3. Ionic iodine containing contrast agents used in imaging examinations, such as meglumine diatrizoate.
4. Surgical anesthesia.
5. Traditional Chinese medicine, such as Mutong, Houpu, Fangji, Xanthium sibiricum, Cinnabar, etc. in weight loss pills and Paishi granules.
6. Anti malignant tumor drugs.
7. Antipyretic and analgesic drugs
These drugs are particularly dangerous when used in patients with dehydration, diabetes, cirrhosis, chronic kidney disease, the elderly and young children, and are prone to induce acute kidney damage.

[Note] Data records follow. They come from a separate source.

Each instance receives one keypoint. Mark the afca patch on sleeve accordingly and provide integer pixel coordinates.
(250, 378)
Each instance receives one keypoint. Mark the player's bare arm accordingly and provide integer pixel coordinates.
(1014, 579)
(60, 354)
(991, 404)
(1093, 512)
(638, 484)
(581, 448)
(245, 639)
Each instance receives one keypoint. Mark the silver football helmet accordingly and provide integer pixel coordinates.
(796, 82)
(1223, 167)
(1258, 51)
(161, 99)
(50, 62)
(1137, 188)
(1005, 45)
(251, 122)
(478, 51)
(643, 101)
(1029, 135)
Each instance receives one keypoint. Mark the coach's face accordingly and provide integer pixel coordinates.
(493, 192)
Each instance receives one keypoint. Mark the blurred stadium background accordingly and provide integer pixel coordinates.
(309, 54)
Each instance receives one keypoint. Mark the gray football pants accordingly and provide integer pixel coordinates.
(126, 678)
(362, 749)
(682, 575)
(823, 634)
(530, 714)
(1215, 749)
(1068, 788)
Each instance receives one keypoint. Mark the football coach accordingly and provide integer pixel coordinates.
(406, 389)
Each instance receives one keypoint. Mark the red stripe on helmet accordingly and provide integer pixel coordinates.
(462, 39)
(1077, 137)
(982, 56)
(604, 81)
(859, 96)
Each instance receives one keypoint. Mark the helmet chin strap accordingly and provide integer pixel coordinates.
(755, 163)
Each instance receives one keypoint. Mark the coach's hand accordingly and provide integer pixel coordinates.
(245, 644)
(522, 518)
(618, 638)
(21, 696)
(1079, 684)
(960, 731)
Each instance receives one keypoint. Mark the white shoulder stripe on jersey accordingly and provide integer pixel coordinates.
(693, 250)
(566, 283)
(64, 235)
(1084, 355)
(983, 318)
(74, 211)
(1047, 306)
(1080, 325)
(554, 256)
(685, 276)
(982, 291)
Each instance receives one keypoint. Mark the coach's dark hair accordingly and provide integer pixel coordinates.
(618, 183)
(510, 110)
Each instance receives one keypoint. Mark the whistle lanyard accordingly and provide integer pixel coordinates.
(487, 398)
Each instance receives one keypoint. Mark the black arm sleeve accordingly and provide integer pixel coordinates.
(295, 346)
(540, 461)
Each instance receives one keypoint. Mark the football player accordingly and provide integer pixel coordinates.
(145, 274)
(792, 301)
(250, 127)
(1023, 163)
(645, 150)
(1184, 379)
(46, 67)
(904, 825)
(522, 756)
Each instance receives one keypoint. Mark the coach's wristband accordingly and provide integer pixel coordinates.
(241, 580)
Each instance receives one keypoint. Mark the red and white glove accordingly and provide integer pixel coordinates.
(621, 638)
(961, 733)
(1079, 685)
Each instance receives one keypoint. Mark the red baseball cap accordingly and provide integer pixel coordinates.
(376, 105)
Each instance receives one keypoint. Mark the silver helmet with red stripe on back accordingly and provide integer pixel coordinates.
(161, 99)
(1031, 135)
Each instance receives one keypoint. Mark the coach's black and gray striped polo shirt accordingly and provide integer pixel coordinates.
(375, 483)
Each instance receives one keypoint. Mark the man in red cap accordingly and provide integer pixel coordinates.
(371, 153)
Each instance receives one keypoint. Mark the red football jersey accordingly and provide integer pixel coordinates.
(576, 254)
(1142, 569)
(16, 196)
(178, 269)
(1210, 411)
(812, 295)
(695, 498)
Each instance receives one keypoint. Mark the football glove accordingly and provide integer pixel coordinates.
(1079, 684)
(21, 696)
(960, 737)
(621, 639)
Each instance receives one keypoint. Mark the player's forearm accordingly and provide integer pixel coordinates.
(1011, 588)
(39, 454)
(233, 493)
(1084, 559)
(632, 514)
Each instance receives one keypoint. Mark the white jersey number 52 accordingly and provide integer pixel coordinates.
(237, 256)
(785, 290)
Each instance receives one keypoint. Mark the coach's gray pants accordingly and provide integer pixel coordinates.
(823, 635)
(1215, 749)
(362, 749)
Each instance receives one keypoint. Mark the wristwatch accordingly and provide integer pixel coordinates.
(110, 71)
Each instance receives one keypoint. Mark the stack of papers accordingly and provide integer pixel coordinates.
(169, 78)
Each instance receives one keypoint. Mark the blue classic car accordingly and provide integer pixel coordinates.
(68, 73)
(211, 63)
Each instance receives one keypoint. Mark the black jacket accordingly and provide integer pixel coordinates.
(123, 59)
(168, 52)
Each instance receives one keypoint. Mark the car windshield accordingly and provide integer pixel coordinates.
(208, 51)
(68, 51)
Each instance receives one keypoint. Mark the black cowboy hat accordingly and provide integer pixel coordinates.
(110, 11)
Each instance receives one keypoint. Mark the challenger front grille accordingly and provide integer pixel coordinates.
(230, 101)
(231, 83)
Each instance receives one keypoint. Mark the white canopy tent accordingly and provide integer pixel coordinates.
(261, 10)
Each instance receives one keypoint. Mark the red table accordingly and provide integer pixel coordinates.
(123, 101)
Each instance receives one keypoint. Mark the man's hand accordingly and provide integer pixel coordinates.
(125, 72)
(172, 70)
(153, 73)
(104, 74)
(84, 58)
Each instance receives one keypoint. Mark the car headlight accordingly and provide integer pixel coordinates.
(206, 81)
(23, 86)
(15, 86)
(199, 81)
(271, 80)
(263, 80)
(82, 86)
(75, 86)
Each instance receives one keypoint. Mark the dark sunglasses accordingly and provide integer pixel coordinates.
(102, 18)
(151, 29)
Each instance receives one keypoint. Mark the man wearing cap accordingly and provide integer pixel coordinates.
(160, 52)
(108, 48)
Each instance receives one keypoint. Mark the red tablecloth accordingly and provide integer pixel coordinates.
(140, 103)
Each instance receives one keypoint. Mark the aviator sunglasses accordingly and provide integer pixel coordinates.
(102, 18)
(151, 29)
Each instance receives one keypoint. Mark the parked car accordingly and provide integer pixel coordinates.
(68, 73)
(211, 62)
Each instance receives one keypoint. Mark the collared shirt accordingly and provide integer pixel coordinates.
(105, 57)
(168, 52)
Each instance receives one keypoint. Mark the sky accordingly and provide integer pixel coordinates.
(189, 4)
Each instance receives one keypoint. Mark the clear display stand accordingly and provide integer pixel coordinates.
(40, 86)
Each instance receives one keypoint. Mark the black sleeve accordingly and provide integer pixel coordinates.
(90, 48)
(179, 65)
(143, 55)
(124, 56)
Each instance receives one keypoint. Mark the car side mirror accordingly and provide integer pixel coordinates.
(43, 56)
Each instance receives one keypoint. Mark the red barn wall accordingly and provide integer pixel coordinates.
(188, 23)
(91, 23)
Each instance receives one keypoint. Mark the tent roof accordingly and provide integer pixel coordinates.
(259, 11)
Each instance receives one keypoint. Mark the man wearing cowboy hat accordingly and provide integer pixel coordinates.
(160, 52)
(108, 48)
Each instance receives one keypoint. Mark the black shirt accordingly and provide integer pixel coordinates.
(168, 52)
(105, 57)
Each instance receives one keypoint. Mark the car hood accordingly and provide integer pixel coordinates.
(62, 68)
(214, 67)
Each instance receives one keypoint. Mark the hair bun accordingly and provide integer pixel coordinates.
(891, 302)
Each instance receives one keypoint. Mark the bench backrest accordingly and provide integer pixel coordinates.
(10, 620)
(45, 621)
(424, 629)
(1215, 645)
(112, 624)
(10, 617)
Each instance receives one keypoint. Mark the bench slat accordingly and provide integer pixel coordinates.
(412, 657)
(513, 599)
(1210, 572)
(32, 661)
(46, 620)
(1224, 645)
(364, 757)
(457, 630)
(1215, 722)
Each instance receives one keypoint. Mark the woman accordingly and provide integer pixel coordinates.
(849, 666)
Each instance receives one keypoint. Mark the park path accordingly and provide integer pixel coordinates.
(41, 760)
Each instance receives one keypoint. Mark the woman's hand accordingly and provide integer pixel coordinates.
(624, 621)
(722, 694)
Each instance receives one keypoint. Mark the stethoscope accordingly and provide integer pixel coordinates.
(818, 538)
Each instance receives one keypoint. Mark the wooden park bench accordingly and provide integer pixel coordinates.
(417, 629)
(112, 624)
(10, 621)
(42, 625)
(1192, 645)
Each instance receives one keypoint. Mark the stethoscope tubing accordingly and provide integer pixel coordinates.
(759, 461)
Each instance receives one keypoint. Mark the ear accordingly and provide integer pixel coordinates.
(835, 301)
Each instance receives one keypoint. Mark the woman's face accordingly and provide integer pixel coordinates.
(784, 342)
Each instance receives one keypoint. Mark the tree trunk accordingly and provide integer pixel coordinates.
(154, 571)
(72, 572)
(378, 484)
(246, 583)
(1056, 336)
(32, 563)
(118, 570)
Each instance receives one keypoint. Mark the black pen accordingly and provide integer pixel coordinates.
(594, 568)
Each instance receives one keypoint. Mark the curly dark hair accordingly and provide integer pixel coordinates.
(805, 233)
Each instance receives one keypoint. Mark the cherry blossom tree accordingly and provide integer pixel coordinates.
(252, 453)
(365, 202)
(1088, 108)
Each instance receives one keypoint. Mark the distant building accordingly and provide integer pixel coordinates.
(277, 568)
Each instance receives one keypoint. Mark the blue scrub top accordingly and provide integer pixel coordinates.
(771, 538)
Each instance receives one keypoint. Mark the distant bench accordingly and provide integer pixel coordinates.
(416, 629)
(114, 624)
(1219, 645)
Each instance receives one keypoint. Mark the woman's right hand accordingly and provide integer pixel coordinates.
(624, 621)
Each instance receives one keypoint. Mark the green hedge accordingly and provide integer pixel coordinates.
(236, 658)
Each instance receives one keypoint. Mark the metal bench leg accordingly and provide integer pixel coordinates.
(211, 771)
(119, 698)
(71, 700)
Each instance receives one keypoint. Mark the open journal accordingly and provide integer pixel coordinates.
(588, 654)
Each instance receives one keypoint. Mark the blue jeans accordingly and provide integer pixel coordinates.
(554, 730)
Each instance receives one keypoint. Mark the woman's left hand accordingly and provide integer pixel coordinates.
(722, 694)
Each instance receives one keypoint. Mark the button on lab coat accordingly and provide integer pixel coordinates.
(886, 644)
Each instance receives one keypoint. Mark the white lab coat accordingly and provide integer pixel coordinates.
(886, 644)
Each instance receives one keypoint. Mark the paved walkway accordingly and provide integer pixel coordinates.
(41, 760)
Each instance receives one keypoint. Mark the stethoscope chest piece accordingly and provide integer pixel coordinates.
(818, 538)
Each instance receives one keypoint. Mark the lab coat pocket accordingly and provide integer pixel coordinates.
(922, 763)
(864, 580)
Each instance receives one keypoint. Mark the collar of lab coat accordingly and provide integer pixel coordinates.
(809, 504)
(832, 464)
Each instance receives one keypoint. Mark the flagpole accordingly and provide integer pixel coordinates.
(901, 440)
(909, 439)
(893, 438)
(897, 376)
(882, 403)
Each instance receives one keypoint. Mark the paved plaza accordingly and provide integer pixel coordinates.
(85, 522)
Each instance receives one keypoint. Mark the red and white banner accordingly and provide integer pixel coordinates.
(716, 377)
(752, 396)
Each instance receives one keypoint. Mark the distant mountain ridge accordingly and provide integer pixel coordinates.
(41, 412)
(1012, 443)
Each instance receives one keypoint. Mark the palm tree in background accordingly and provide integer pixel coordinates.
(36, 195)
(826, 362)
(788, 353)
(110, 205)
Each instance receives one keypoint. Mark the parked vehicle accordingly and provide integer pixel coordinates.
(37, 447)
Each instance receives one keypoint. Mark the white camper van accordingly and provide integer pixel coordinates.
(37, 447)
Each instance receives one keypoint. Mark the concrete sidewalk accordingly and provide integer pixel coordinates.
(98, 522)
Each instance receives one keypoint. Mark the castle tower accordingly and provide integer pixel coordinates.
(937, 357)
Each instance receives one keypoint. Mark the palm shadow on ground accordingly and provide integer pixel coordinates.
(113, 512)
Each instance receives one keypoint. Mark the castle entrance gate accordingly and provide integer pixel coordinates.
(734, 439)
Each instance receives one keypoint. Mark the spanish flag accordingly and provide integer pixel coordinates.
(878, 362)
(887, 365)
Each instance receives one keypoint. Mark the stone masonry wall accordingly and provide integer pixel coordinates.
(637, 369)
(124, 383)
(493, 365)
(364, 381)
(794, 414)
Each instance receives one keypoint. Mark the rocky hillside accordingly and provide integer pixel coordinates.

Before choosing to use them, renal function must be fully evaluated and regularly tested, and substitutes with similar efficacy and low renal toxicity should be selected as far as possible.
In addition, patients with chronic kidney disease who already have impaired self-regulation function of the kidneys can cause progression from chronic to acute kidney injury when combined with certain aggravating factors such as infection, urinary tract obstruction, water electrolyte disorders, and the use of nephrotoxic drugs.
In short, prevention and treatment of acute kidney injury should start from the small drops around us, with cautious medication.